WHERE 'tag 1' = ANY (tags) OR 
      'tag 2' = ANY (tags) OR 
      'tag 3' = ANY (tags)

This example is for 3 tags ('tag 1', 'tag 2', and 'tag 3'), but it works for an arbitrary number of tags where each comparison is separated by OR

uogbuji commented 12 months ago

@chimezie just checking for context. Osi pushed a test case in #57 this morning which already handles disjunctive semantics (he says—I haven't had a chance to review yet). Is your comment pursuant to seeing his changes, and are you proposing something different? I just asked him & he was also unclear, so I thought I'd check.

chimezie commented 12 months ago

Ahh.. The comment was without having seen that implementation. I'll swap it in.

uogbuji commented 12 months ago

Ahh.. The comment was without having seen that implementation. I'll swap it in.

Cool! Yep, Osi says the PR is definitely ready for our review, so if you have a moment, pls go ahead. 😊

chimezie commented 12 months ago

Ahh.. The comment was without having seen that implementation. I'll swap it in.

Cool! Yep, Osi says the PR is definitely ready for our review, so if you have a moment, pls go ahead. 😊

Ok. I just pushed a test case for the disjunctive/OR semantics that is failing (provides more than one tag for disjunctive evaluation).

uogbuji commented 12 months ago

This gave me a chance to review the pgvector test setup, so that's good.

Disjunctive eval is working fine. The reason why your added test isn't working, @chimezie is that you didn't specify limit, and the default limit for the search method is 1. After the following, test passes:

-    sim_search = await vDB.search(query_string='Text', query_tags=['tag1', 'tag3'], conjunctive=False)
+    sim_search = await vDB.search(query_string='Text', query_tags=['tag1', 'tag3'], conjunctive=False, limit=1000)

So the question I have is why we're setting a default limit of 1. @choccccy do you happen to know? Any reason not to make the default unlimited?

chimezie commented 12 months ago

Disjunctive eval is working fine. The reason why your added test isn't working, @chimezie is that you didn't specify limit, and the default limit for the search method is 1. After the following, test passes:

Got it. Sounds good

choccccy commented 11 months ago

So the question I have is why we're setting a default limit of 1. @choccccy do you happen to know? Any reason not to make the default unlimited?

I set a one limit since unlimited might return massive lists of records, so one seemed to be the least arbitrary number to limit that possibility. I believe that the fetched list of records is now returned as a generator, so upping that limit (or completely unlimiting it) should be fine now.

choccccy commented 11 months ago

tag-filtered search should be correctly implemented as of the merge from Pgvector bigdata insert and search and released in version 0.7.0

uogbuji commented 11 months ago

So the question I have is why we're setting a default limit of 1. @choccccy do you happen to know?
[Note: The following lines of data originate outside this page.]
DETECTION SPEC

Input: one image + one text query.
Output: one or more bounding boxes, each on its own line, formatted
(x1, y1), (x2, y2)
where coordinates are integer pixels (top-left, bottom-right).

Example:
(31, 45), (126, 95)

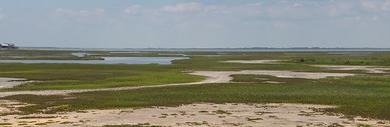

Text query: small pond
(0, 57), (189, 64)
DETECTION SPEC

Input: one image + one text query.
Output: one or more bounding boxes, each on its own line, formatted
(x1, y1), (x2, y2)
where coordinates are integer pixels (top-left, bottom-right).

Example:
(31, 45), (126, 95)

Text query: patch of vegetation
(0, 52), (390, 121)
(4, 76), (390, 119)
(0, 64), (203, 91)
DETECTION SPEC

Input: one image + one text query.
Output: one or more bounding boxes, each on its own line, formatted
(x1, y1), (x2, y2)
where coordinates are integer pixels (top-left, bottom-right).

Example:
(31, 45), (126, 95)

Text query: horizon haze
(0, 0), (390, 48)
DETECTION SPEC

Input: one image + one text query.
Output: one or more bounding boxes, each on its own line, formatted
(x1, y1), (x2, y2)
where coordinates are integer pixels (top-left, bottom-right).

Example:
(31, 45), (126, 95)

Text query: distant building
(0, 43), (18, 49)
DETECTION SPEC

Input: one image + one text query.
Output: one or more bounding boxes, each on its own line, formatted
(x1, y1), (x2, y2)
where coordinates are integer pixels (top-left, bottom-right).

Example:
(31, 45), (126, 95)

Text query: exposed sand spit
(0, 70), (354, 97)
(313, 65), (390, 73)
(0, 77), (30, 89)
(223, 60), (283, 64)
(0, 103), (390, 127)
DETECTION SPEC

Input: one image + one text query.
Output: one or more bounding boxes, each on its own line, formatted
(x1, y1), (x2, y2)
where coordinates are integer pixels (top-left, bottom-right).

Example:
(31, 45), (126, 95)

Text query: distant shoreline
(20, 47), (390, 52)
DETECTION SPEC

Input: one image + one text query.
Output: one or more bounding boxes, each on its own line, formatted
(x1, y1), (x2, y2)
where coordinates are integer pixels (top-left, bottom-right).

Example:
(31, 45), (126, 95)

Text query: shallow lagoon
(0, 57), (188, 64)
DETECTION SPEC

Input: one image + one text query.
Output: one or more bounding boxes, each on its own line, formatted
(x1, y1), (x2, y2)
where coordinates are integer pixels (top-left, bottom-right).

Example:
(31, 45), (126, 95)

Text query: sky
(0, 0), (390, 48)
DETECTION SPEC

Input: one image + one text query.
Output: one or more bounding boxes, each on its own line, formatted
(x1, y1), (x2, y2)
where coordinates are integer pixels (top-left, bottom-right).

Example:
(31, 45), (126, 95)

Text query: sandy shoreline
(0, 103), (390, 127)
(0, 70), (354, 97)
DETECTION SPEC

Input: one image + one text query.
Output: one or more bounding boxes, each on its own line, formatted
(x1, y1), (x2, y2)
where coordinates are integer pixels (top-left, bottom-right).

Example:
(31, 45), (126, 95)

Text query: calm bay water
(0, 57), (188, 64)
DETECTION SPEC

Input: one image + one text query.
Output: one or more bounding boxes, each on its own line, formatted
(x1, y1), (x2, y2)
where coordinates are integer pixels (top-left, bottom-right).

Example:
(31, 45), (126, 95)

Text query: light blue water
(0, 57), (188, 64)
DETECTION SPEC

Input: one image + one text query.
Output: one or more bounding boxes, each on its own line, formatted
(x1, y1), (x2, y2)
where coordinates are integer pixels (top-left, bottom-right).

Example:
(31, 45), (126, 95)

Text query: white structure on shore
(0, 43), (18, 49)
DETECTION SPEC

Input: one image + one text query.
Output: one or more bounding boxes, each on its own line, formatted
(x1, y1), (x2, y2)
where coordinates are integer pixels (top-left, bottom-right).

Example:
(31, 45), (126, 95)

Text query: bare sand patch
(0, 103), (390, 127)
(313, 65), (390, 74)
(0, 77), (31, 89)
(0, 70), (354, 97)
(223, 60), (283, 64)
(0, 100), (31, 114)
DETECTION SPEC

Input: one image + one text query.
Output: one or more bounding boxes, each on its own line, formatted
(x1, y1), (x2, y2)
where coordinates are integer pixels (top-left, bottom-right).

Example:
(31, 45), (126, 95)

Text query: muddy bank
(313, 65), (390, 74)
(0, 77), (31, 89)
(223, 60), (283, 64)
(0, 103), (390, 127)
(0, 70), (354, 97)
(0, 70), (354, 97)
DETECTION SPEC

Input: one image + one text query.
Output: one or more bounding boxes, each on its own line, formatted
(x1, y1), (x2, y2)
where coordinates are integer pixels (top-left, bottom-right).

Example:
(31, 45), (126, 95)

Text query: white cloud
(55, 8), (105, 17)
(123, 4), (142, 15)
(0, 8), (5, 21)
(360, 0), (390, 12)
(161, 2), (230, 14)
(162, 2), (204, 13)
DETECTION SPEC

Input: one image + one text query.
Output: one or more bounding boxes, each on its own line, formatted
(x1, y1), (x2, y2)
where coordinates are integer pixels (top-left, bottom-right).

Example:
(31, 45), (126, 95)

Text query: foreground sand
(0, 103), (390, 127)
(0, 70), (354, 97)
Any reason not to make the default unlimited?

I set a one limit since unlimited might return massive lists of records, so one seemed to be the least arbitrary number to limit that possibility. I believe that the fetched list of records is now returned as a generator, so upping that limit (or completely unlimiting it) should be fine now.

Yes. I think we dovetailed in the end.